SpaceX launched a Falcon 9 rocket carrying a satellite into space for NATO ally Luxembourg and operator SES with a previously flown first stage, CBS News reported Wednesday.
It was the sixth time SpaceX has successfully used pre-flown first stage of the Falcon 9, a key component to its founder's Elon Musk goal of lowering the cost of space travel, CBS News said. The rocket launched from the Cape Canaveral Air Force Station at 4:25 p.m.
The first stage, which was initially thought to not have enough left-over propellant to attempt a normal landing back at Cape Canaveral or on an off-shore droneship, managed to "touchdown" in the Atlantic Ocean and remain intact, CBS News reported.

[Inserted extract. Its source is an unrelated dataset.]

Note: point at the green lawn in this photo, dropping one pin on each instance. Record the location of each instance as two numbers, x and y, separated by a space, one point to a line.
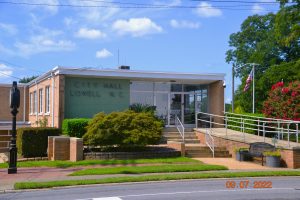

Musk said on Twitter that SpaceX will attempt to tow the rocket back to shore.
The GovSat 1 satellite was released to fly once the second stage reached the desired elliptical orbit, the network said. The satellite will provide jam-resistant, encrypted military and government communications across Europe, the Mediterranean, the Middle East and Africa for Luxembourg, NATO and allied nations, wrote CBS News.
SpaceX's launch comes after last month's mysterious launch and apparent failure of the classified military satellite code-named Zuma, Bloomberg reported. SpaceX officials charged that its rockets performed as expected during the launch.
Bloomberg wrote that it appeared the satellite crashed into the sea after a malfunction while being boosted into orbit.
"After review of all data to date, Falcon 9 did everything correctly on Sunday night. If we or others find otherwise based on further review, we will report it immediately," SpaceX Chief Operating Officer Gwynne Shotwell said in an emailed statement last month about the Zuma mission. "Due to the classified nature of the payload, no further comment is possible."